Nov 13, 2008
UK : Clothes shoppers abandon mid-market
Nov 13, 2008
By Rhys Jones
LONDON (Reuters) - Mid-market clothes retailers will continue to lose market share to premium stores as shoppers, who have been saturated by product choice in recent years, become more selective, a report released on Thursday said.
The report, published by retail research group Verdict, said mass market operators such as Marks & Spencer, Next and Bhs would continue to lose market share to niche retailers like Ted Baker and Boden.
High-end retailers have increased their share of the 19.4 billion pound womenswear market by 7.5 percentage points over the last five years, during which time mid-market groups have seen their share shrink by 11.2 points, said the report.
"With shoppers having less to spend and becoming more selective in what they buy, clothing retailers will have to stand out from the crowd to win market share, and it is retailers in the largest segment of the market, the middle, that are losing out," said Verdict analyst Maureen Hinton.
Although price-led value retailers have increased their share of the womenswear market by 3.7 percentage points to 24.6 percent since 2003, Verdict said growth in the value segment would slow as demand falls and cost inflation pushes prices up.
"The low cost, low price, high volume trend of the past decade is being replaced by a higher cost, higher price, lower volume model that is better suited to the demands of a changing consumer.
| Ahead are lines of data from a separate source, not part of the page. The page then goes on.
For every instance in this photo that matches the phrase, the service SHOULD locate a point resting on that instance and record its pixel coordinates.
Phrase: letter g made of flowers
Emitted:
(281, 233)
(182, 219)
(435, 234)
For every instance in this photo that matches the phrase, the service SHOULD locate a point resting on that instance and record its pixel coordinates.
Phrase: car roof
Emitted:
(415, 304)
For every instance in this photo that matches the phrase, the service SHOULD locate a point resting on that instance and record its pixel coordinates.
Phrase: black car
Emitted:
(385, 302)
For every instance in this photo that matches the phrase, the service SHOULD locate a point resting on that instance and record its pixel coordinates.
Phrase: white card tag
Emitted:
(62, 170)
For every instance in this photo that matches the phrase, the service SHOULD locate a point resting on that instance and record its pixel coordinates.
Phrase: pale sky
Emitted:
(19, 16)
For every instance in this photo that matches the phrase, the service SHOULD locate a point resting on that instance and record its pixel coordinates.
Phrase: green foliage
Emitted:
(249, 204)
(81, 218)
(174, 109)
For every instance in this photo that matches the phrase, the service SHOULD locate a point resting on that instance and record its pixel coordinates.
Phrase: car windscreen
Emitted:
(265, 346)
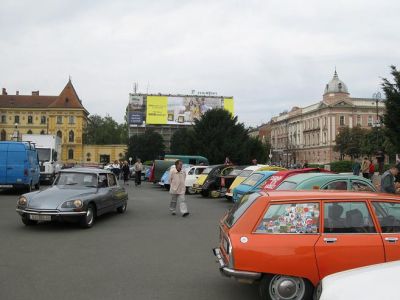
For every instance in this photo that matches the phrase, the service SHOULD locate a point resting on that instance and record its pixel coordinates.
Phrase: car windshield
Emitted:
(73, 180)
(287, 185)
(240, 207)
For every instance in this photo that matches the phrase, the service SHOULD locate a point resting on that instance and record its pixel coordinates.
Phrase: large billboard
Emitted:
(173, 109)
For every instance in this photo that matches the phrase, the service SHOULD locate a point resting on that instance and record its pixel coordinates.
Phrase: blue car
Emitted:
(251, 184)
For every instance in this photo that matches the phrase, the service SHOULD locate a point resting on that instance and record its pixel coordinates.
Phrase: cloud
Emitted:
(269, 55)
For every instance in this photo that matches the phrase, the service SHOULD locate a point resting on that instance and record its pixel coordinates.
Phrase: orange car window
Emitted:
(388, 216)
(290, 218)
(347, 217)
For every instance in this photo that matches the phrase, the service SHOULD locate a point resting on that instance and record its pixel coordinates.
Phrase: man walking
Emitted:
(177, 189)
(387, 181)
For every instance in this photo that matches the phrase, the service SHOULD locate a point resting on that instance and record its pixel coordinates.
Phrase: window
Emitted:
(341, 121)
(71, 136)
(347, 217)
(336, 185)
(361, 187)
(388, 215)
(290, 218)
(111, 180)
(369, 120)
(70, 154)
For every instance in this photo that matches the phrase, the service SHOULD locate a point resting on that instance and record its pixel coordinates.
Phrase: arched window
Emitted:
(71, 136)
(70, 154)
(3, 135)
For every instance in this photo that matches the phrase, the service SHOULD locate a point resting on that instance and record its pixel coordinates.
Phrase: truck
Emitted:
(49, 152)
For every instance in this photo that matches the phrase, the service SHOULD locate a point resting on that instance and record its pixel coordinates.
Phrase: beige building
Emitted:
(308, 133)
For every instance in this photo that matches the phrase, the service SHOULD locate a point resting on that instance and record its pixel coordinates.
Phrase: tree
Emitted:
(218, 135)
(104, 131)
(391, 118)
(147, 146)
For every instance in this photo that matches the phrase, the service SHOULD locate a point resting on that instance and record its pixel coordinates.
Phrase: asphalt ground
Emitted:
(145, 253)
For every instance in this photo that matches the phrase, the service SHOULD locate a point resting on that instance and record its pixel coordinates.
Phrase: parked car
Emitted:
(289, 240)
(367, 283)
(77, 195)
(192, 175)
(277, 178)
(325, 181)
(19, 166)
(251, 183)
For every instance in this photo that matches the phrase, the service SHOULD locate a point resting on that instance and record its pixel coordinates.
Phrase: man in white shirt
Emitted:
(177, 189)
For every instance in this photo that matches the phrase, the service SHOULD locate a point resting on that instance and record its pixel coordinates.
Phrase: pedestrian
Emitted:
(371, 169)
(138, 167)
(177, 189)
(356, 167)
(125, 172)
(365, 167)
(387, 181)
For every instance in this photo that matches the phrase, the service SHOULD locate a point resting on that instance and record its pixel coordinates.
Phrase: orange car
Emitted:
(289, 240)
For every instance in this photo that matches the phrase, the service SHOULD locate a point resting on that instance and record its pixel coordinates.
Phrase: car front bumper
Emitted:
(229, 272)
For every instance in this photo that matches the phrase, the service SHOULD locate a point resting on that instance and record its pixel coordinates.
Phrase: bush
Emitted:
(341, 166)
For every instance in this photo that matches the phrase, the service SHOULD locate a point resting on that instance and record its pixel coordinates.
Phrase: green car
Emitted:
(324, 181)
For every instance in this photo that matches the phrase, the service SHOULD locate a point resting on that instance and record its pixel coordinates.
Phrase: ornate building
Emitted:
(308, 134)
(62, 115)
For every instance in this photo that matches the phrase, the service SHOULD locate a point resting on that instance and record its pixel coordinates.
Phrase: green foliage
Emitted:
(218, 135)
(341, 166)
(391, 119)
(104, 131)
(147, 146)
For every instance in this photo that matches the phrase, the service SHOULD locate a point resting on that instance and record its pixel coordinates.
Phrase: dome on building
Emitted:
(336, 86)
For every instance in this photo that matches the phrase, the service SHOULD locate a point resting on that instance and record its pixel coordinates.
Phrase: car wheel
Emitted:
(27, 222)
(88, 219)
(122, 208)
(277, 287)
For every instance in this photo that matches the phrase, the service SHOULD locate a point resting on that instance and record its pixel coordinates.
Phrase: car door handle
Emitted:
(330, 240)
(391, 239)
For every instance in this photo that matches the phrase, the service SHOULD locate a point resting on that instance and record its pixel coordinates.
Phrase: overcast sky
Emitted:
(268, 55)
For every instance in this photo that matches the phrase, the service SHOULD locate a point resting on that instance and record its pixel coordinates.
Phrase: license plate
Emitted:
(40, 217)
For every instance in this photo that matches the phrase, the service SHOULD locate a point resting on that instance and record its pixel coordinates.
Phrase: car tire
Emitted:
(274, 287)
(122, 208)
(88, 219)
(27, 221)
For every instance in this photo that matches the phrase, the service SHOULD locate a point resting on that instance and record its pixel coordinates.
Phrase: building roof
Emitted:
(68, 98)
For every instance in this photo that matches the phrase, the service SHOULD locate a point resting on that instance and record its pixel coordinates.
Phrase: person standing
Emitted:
(125, 172)
(387, 181)
(356, 167)
(138, 167)
(365, 167)
(177, 189)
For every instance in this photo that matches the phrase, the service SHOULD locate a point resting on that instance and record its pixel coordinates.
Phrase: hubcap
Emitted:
(286, 288)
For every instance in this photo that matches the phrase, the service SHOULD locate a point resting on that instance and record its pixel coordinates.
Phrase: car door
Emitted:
(349, 239)
(388, 215)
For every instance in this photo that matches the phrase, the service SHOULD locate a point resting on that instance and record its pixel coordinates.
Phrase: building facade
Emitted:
(62, 115)
(309, 133)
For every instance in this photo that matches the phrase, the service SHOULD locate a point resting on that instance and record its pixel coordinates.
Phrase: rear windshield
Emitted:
(240, 207)
(252, 179)
(287, 185)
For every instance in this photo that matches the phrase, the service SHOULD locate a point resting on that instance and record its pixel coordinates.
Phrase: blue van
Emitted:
(19, 165)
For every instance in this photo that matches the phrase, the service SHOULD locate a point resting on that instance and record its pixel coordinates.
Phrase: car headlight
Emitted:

The benefit of this is that it operates on a higher margin and can produce higher profit levels," said Hinton.
Verdict forecasts that volume growth in the clothing market will shrink to 2.9 percent over the next five years from 6.7 percent between 2002 and 2007 as consumers shun anonymous high volume goods.
"Consumers are saturated by product from recent years of indulgence and in the current economic environment are being more discerning with their spending," said Jeremy Rance, national head of retail and wholesale for Barclays Commercial in response to the report.
"This is having an impact on the middle market as shoppers buy fewer items but switch to niche and premium brands which have more identity or trade down to value retailers."